Şimdi de ‘ak bacı’ çıktı!
Başbakan Ahmet Davutoğlu, dini siyasete alet etmekte adeta kendisinden önceki Başbakan’la yarışa girdi.
Önce bir cemevi ziyareti sırasında tüm ülkeyi “dergah”a çevirdiklerini söyledi; dün de partisinin Meclis Grup Toplantısı’nda, bir grup başörtülü kadını, “O ak yazmalarınıza kurban olalım. Allah razı olsun. Bütün ak bacılara selam olsun” diyerek selamladı.
İsteyen istediği şeye kurban olur... Ancak her iki günde bir kadının öldürüldüğü ya da tecavüze uğradığı bu ülkede bir Başbakan, ille de bir şeye kurban olacaksa; kadınların yaşama hakkına kurban olmalıdır!

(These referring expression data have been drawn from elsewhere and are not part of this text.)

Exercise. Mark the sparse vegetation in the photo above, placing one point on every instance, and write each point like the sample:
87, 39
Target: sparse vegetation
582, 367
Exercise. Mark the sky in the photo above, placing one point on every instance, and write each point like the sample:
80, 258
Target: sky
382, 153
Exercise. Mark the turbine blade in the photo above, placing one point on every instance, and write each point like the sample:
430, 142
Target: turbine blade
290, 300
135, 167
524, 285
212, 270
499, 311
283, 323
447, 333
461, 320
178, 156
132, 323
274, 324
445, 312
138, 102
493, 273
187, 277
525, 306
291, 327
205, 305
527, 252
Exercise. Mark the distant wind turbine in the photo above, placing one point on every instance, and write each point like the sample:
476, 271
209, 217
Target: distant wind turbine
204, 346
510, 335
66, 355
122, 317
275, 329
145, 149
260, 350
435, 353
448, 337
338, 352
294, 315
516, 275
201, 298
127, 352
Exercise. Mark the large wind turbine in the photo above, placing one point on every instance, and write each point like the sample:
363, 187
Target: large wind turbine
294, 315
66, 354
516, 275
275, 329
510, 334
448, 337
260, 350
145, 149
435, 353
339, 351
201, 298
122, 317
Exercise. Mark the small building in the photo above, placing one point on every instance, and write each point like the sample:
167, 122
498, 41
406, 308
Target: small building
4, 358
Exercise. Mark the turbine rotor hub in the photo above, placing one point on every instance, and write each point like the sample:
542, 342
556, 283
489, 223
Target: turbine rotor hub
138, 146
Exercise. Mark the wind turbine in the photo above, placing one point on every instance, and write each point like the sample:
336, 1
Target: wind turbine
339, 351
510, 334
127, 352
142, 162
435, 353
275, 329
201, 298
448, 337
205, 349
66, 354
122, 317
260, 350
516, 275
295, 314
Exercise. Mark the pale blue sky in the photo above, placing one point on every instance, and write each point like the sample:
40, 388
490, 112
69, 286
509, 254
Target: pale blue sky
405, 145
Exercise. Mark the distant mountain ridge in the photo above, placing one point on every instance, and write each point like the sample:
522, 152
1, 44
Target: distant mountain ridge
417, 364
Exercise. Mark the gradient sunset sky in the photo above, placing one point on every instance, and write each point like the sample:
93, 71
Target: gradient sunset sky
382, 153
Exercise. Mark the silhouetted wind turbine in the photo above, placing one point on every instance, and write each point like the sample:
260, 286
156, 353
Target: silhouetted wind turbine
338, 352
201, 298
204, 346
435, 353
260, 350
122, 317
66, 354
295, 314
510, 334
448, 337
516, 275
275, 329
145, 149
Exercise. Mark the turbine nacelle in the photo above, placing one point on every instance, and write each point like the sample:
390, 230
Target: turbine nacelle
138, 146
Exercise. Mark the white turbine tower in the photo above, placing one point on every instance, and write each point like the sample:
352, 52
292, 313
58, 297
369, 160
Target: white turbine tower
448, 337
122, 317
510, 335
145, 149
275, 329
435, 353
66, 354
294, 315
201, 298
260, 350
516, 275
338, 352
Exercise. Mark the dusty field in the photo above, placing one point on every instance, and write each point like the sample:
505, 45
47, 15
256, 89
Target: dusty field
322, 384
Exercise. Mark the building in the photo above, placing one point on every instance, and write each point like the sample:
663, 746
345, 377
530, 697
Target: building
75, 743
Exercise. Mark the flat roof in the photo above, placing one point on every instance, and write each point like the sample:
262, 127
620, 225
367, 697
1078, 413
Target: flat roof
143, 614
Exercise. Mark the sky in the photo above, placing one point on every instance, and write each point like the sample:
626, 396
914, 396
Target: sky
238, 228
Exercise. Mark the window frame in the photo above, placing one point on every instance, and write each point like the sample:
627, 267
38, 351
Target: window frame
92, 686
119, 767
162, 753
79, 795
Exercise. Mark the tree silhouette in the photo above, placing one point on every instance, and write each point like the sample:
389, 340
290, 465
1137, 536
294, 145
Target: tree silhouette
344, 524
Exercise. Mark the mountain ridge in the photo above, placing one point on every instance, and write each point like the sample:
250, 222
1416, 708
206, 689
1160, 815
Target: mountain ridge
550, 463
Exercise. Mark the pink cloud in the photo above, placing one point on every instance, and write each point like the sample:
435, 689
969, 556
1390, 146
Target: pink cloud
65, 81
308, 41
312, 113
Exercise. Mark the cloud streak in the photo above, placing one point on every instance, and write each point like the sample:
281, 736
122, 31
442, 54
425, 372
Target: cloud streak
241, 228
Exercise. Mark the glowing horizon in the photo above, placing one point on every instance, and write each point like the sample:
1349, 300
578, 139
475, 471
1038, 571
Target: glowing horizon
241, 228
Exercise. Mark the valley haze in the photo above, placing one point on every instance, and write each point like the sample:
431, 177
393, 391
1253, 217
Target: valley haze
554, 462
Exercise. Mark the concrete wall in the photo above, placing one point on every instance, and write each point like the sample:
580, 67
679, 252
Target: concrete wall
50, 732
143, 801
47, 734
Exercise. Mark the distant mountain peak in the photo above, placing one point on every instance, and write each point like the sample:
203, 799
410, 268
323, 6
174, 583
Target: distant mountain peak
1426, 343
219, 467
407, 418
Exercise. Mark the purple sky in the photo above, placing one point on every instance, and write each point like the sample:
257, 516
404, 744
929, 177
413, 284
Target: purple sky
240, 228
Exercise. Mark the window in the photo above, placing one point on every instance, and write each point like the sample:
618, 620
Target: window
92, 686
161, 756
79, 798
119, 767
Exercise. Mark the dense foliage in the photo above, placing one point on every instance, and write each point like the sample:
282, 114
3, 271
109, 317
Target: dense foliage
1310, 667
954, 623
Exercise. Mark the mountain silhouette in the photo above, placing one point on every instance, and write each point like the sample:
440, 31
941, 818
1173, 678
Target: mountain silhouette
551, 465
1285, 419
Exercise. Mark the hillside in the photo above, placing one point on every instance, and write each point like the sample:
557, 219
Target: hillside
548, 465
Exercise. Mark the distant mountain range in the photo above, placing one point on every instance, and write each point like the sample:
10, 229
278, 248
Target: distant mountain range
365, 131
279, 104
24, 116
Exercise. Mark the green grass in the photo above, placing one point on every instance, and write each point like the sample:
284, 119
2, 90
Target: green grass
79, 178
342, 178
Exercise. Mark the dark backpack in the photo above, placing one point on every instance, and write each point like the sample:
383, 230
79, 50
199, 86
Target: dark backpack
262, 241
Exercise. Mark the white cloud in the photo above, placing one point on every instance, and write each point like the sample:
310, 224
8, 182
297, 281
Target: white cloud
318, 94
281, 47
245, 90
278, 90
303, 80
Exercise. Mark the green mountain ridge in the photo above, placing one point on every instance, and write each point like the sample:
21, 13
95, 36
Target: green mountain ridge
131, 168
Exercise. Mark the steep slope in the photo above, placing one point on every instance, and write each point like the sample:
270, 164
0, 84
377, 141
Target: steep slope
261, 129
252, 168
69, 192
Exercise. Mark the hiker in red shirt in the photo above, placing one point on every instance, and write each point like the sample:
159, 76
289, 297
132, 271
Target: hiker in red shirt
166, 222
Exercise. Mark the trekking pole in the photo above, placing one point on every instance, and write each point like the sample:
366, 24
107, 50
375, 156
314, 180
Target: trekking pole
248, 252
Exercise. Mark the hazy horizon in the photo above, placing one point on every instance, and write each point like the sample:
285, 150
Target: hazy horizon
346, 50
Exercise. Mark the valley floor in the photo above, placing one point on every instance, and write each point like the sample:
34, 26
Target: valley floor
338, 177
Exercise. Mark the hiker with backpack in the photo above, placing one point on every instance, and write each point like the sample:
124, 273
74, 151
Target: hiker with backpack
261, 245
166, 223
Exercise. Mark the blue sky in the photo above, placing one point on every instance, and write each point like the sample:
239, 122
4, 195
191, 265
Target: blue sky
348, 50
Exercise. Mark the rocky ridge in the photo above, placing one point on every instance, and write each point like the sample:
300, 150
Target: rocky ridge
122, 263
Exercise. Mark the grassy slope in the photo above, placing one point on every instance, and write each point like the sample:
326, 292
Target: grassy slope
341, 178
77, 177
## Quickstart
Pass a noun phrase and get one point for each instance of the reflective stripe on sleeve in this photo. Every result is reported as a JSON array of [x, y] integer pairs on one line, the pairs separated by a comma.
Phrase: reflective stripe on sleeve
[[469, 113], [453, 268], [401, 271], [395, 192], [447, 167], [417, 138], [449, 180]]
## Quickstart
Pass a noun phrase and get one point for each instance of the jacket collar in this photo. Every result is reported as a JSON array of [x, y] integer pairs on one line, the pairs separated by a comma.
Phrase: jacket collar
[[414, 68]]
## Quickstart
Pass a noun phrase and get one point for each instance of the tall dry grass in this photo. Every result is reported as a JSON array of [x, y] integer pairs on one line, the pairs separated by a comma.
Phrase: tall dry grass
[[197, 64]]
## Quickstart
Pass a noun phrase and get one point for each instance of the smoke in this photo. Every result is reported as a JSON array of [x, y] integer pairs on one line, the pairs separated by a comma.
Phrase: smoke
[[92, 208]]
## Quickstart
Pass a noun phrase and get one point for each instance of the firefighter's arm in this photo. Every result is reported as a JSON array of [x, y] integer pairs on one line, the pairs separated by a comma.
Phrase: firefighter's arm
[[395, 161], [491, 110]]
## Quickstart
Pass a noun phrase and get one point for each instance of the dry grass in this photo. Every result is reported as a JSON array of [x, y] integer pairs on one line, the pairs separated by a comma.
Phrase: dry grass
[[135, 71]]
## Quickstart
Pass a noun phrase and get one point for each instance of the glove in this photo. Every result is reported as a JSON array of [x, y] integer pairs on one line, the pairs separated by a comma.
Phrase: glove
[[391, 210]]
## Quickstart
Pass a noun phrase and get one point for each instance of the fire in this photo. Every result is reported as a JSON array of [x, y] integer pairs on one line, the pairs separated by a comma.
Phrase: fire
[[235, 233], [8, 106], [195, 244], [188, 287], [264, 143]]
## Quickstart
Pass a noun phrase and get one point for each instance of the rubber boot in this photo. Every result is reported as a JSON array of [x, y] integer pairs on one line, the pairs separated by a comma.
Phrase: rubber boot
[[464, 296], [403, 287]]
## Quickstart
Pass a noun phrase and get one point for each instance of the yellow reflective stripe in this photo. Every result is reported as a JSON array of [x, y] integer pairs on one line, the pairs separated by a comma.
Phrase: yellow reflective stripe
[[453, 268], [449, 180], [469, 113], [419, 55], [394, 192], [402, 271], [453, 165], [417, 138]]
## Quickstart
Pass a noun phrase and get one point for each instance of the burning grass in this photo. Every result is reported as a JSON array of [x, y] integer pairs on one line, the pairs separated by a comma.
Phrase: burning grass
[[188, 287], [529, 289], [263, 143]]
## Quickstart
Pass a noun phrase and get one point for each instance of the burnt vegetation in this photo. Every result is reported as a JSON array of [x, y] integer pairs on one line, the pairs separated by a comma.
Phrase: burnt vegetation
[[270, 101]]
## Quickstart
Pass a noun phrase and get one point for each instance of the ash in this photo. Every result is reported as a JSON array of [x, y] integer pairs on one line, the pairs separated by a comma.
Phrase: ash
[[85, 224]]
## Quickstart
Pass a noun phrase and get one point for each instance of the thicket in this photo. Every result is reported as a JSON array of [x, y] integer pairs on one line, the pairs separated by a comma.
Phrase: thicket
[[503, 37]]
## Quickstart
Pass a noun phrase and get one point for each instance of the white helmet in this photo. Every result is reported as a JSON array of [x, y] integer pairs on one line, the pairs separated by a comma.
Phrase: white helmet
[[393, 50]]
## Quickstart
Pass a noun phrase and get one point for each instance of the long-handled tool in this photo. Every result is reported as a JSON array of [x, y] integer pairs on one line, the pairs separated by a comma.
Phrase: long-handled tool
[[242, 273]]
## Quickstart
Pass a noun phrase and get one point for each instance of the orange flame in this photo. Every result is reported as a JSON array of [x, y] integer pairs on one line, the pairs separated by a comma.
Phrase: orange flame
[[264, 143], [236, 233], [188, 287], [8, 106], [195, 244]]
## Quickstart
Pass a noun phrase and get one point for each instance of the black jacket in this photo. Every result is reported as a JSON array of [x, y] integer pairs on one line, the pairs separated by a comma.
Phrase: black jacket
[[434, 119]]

Senin iktidarında kadınlar her türlü işkencenin, şiddetin ve aşağılamanın hedefi olacak; sonra sen iki tane tülbentli kadın görünce şov yapıp kadınları “ak bacılar”, “ak olmayan bacılar” diye ikiye ayıracaksın; yandaşın olan kadınlara yaranmak için de “O ak yazmanıza kurban olalım” diyeceksin...
Hadi canım sende!

156+243!
Abdullah Gül’e sormaya devam ediyoruz. Söz sırası Gıyap Eligüzel’de... Sizin de Gül’e söyleyecekleriniz varsa mustafa0mutlu@gmail.com adresine gönderebilirsiniz:
“Abdullah Bey...
Her gün Aydınlık’ın üçüncü sayfasını büyük bir heyecanla açıyorum ve Mustafa Bey’in pes edip etmediğine bakıyorum.
Ne yalan söyleyeyim; Huber’le ilgili bölümü görünce mutlu oluyorum.
Neden biliyor musunuz?
Çünkü sizin masum olduğunuza inanmıyorum.”

GÜNÜN İSYANI
Devlet Bahçeli dün partisinin grup toplantısında konuşurken önündeki metni okuduğu prompter arızalanmış... Bunun üzerine yanındakilere dönüp sormuş:
“Bu, kapandı mı ya?”
İsyanım, kendisine:
Yok, kapanmadı... Sadece senin söyleyeceklerin bitti! Bu yüzden aletler bile isyan ediyor!